As it turns out, a number of other critical putts went Europe's way as they not only held onto the trophy with a match tie but won it outright.
It was pure sporting drama of the highest level and Justin Rose and Team Europe rose to the occasion.
No.3 - Welsh Rugby Union 6 Nations Grand Slam
As a child, the likelihood of Wales winning a Grand Slam was little more than that of Team GB winning an Olympic gymnastic team medal.
Then came 2005 and 2008. But after the heartbreak of a World Cup semi-final defeat to France last autumn, there were nerves about how the team would fare. They were dispelled when a last minute Leigh Halfpenny penalty beat the Irish in the opening match in Dublin. I remember punching the wooden table in Aberystwyth's Llew Du in delight when the ball went through the posts. Said hand was in much pain afterwards!
Then came a fast-improving England at Twickenham. Only once since 1988 had Wales won at 'HQ' and that was in 2008. I was in Thailand at the time and didn't know the result until a day later after a long-distance call home from the banks of the River Kwai.
So I had NEVER seen Wales beat England at Twickenham - NEVER. So it was with utter joy and amongst many English supporting fans in Aberystwyth's Pier Snooker Club that I saw this hoodoo ended when Scott Williams broke a 12-12 deadlock with a sensational rip, kick through, run and score under the posts with just minutes to go.
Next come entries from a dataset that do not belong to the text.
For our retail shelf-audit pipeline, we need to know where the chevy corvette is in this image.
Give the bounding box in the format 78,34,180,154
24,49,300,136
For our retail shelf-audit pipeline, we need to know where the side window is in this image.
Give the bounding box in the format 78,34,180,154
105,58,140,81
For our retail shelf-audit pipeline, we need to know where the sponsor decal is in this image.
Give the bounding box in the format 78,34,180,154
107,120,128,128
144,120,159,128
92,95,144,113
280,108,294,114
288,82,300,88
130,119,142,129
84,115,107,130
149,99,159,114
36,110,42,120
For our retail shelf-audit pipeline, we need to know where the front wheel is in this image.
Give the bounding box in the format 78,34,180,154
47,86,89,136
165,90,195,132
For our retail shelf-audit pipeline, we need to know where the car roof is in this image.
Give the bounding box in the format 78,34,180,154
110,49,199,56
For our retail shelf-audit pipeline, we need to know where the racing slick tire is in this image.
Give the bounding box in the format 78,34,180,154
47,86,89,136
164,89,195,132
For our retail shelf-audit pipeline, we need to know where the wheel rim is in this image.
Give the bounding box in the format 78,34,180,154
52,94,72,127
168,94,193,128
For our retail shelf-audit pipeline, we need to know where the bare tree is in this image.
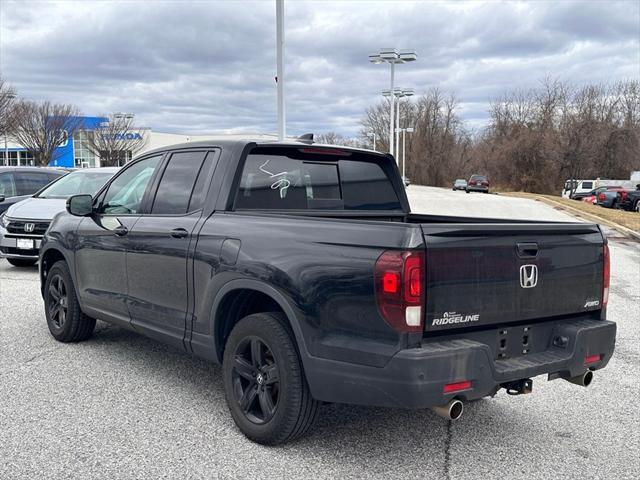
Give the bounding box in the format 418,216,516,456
86,113,146,167
0,77,16,141
313,132,362,147
11,100,82,166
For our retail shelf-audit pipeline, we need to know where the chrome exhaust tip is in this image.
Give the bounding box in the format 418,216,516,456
431,398,464,420
565,370,593,387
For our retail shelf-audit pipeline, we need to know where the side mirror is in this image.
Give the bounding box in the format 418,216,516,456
67,195,93,217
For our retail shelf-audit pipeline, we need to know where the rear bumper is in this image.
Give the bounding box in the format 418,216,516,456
305,320,616,408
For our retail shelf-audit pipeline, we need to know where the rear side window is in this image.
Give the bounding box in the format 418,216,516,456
235,148,402,210
151,151,207,215
15,172,49,195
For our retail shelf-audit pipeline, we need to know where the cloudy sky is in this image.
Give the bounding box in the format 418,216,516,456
0,0,640,136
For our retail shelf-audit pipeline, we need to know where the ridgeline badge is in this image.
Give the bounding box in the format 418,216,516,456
431,312,480,325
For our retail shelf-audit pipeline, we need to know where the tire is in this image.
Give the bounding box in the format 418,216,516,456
222,313,320,445
44,261,96,342
7,258,37,268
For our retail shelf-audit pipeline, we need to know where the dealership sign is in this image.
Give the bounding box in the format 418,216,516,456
102,132,142,140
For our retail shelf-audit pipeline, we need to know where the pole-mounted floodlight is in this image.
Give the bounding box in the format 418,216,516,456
366,132,377,150
369,48,418,155
4,92,16,166
397,127,413,181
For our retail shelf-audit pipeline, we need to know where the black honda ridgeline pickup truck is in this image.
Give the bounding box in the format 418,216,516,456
40,141,616,444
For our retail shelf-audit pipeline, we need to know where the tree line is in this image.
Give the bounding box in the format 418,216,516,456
350,79,640,193
0,77,145,167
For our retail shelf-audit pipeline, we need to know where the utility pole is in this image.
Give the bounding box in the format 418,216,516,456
276,0,287,141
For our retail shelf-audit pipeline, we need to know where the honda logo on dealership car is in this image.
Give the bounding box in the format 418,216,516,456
520,265,538,288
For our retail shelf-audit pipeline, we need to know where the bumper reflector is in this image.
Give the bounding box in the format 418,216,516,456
443,380,471,393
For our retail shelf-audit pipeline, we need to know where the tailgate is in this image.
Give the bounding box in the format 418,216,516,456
422,223,603,331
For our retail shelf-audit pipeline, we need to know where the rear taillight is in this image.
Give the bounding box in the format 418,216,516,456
602,244,611,308
374,250,425,332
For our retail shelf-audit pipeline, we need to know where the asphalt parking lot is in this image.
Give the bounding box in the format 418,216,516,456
0,186,640,479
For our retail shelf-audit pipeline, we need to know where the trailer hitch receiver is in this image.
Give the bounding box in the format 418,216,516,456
501,378,533,395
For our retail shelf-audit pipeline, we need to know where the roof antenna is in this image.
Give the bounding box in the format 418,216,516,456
296,133,313,145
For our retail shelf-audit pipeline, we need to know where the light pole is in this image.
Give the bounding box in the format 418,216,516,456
276,0,287,142
4,92,16,166
398,127,413,181
369,48,418,155
382,88,413,165
367,132,377,151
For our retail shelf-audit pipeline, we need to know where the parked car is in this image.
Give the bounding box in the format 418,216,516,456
0,168,118,267
562,180,597,200
40,140,616,444
465,175,489,193
453,178,467,190
595,187,624,208
617,184,640,212
571,186,622,203
0,167,69,213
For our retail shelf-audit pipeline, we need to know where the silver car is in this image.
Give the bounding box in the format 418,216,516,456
0,167,119,267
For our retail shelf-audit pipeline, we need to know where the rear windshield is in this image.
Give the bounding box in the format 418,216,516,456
235,147,402,210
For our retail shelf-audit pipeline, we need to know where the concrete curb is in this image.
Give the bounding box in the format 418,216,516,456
534,196,640,240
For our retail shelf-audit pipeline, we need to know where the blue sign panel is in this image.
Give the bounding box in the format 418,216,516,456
49,117,108,168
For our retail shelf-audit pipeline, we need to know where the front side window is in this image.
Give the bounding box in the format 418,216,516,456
15,172,49,195
38,169,113,198
100,155,162,215
235,147,401,210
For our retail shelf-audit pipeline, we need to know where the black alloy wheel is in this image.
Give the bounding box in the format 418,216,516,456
222,312,320,445
43,260,96,342
231,337,280,425
47,274,69,330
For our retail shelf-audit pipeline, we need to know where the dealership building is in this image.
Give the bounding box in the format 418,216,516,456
0,117,228,168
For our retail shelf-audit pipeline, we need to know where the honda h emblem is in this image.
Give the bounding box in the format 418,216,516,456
520,265,538,288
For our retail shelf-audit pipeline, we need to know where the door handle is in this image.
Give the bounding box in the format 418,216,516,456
516,242,538,257
113,225,129,237
171,228,189,238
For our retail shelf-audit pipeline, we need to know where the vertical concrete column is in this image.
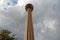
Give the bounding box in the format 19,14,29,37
24,4,34,40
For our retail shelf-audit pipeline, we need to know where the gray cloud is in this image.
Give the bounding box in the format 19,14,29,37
0,0,60,40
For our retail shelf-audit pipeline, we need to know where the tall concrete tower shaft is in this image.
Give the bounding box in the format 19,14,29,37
24,4,34,40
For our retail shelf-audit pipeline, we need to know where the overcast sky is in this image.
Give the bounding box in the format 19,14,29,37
0,0,60,40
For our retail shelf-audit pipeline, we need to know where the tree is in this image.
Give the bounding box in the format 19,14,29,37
0,29,15,40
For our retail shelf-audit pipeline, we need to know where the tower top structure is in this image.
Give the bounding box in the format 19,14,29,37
25,3,33,12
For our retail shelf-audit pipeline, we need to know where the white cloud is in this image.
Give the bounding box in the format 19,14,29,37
0,0,60,40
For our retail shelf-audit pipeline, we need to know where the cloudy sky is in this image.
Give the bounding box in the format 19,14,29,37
0,0,60,40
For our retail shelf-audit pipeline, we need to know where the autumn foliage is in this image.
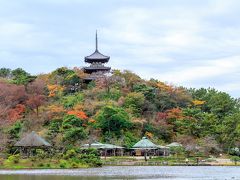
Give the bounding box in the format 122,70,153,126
67,111,88,120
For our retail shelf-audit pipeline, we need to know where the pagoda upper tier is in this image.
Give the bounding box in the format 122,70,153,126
83,32,111,82
85,33,110,63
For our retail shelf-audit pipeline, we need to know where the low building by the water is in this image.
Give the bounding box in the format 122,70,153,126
14,131,51,157
82,142,124,156
132,137,169,157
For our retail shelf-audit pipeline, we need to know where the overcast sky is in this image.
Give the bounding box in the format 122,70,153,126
0,0,240,97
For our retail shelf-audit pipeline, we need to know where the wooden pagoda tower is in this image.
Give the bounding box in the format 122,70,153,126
83,32,111,82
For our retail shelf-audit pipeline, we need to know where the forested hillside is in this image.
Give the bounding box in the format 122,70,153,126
0,67,240,157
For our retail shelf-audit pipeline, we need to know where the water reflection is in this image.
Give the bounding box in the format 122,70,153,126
0,166,240,180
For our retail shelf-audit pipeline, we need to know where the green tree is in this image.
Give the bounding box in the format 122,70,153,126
96,106,132,137
12,68,36,85
124,92,145,116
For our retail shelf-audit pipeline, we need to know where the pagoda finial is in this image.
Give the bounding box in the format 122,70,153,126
96,30,98,51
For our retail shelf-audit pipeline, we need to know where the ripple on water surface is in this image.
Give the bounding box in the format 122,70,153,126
0,166,240,180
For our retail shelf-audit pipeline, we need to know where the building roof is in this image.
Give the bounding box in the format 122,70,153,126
85,32,110,63
167,142,182,147
133,137,158,149
14,131,51,147
85,49,110,63
82,142,124,149
83,66,111,72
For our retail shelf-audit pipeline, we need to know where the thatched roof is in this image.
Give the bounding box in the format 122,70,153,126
167,142,182,147
82,142,124,149
14,131,51,147
133,137,158,149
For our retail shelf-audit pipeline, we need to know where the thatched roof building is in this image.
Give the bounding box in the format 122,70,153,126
167,142,182,147
132,137,159,149
82,142,124,149
14,131,51,147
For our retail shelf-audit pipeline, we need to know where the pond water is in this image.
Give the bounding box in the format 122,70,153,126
0,166,240,180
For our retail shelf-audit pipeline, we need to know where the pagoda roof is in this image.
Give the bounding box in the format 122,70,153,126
85,32,110,63
85,49,110,63
83,66,111,72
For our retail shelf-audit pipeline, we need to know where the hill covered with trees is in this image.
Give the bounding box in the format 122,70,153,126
0,67,240,159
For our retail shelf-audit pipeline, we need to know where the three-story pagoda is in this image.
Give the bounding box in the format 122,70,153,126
83,32,111,82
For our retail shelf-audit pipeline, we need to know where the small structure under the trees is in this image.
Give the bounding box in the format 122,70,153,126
14,131,51,157
82,142,124,157
83,32,111,83
132,137,169,160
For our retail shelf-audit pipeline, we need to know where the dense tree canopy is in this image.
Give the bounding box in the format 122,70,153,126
0,67,240,154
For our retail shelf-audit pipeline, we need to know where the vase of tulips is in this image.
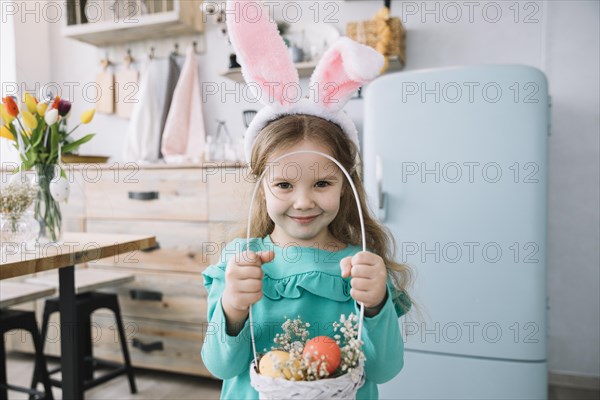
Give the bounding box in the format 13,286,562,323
0,93,95,242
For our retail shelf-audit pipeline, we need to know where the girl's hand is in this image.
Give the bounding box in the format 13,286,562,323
340,251,387,316
221,251,275,326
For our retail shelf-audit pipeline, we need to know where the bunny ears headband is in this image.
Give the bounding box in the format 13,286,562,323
227,0,384,162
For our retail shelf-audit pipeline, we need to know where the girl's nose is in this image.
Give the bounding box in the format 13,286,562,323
294,190,315,210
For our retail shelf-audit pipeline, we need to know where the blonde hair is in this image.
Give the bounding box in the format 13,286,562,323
239,114,413,312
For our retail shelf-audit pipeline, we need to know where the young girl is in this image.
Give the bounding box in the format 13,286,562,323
202,1,412,399
202,115,411,399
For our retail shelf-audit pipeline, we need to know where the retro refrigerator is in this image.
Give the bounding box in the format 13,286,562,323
362,65,550,399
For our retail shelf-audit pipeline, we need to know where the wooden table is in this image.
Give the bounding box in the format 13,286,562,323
0,233,156,400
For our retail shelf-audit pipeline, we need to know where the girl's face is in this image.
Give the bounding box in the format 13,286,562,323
263,141,345,248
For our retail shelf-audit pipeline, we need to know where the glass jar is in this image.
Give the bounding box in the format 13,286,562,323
0,209,40,250
34,164,62,243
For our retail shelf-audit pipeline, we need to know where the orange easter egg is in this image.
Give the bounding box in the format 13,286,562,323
302,336,342,374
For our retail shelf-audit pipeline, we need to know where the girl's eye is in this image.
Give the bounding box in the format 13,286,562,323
275,182,292,189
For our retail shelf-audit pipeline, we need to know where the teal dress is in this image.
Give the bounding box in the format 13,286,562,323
202,236,407,399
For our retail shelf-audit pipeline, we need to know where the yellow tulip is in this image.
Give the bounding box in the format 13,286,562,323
81,108,96,124
0,104,15,124
36,103,48,117
21,110,37,129
0,125,15,140
25,93,38,113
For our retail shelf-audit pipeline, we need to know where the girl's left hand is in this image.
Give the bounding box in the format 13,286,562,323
340,251,387,314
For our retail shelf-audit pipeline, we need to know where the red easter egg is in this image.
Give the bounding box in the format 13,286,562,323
302,336,342,374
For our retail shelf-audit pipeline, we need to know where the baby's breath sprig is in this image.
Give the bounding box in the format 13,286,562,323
273,316,310,352
0,179,38,225
272,314,365,381
333,314,365,374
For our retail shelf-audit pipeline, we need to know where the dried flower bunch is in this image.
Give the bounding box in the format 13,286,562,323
259,314,365,381
0,179,38,219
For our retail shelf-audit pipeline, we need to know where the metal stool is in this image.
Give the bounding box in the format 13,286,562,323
28,269,137,393
0,282,56,400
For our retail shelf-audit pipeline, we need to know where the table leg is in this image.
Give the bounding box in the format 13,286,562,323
59,266,83,400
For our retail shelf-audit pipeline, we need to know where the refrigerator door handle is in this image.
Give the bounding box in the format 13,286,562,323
375,155,387,222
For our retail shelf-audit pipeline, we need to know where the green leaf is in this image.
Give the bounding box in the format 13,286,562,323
62,133,96,154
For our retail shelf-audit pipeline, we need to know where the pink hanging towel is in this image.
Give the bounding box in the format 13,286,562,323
161,46,206,163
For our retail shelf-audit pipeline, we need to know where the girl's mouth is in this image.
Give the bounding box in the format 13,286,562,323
288,215,318,224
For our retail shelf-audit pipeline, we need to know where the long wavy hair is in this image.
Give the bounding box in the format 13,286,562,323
238,114,413,311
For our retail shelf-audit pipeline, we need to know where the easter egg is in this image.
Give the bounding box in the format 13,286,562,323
258,350,302,381
50,177,71,201
302,336,342,374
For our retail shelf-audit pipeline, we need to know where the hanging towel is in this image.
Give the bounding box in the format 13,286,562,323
161,46,206,163
158,53,181,158
125,60,168,162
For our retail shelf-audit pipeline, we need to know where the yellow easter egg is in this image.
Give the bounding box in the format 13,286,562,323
258,350,302,381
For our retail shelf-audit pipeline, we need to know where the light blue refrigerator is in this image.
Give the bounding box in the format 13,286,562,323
363,65,550,399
The Grand Slam decider against France oddly does not register in my memory as vividly. It was the encounters against Ireland and England that stand out as Wales equalled the record of their heroes from the 1970s of a 3rd Grand Slam in 8 years.
No.2 - Katherine Copeland and Sophie Hosking (Women's Lightweight Double Sculls Gold)
This for me was pure magic.
There were greater rowing performances during the 2012 London Olympics and who can argue against Katherine Grainger's Golden performance after 4 consecutive Olympic Silver medals?
But for me, the sheer joy and amazement that was etched on Katherine Copeland's face as she and Hosking crossed the line gave me one of the images of the Olympics.
But it didn't end there! The wonderfully joyful and childlike response by Copeland afterwards where she exclaimed "we just won the Olympics!" was brilliant! Then there was the emotion of the medal ceremony when they both fought back the tears - demonstrating just how much it meant to them.
This one race epitomised in a team context everything that London 2012 and the Olympic spirit was all about.
No.1 - Jade Jones (Taekwondo Olympic Gold)
A surprise for most I'm sure, but if there was one moment in a wonderful Olympic year that stood head and shoulders above all else for this proud Welshman then it was this one.
What made Jade Jones' progress to her Taekwondo Olympic final extraordinary for me was that as she did so, I quickly came to be an expert and fan of a sport that I had hardly ever watched beforehand and of which I certainly had no knowledge.
It was late evening when the final came to pass and I went absolutely barmy as the seconds elapsed and at every scoring point made by the Welsh wonder.
When the Gold medal was won, our Jade gave that wonderful look of elation as she took off her protection head guard and flung it in the air. The commentary also added to my sense of utter jubilation - "You little beauty! And the teenage kicking superstar from North Wales is the Olympic Champion!"
Really, what could top that?!
What a year it has been. I don't think it could ever be topped but for whilst it lasted, I lapped it all up!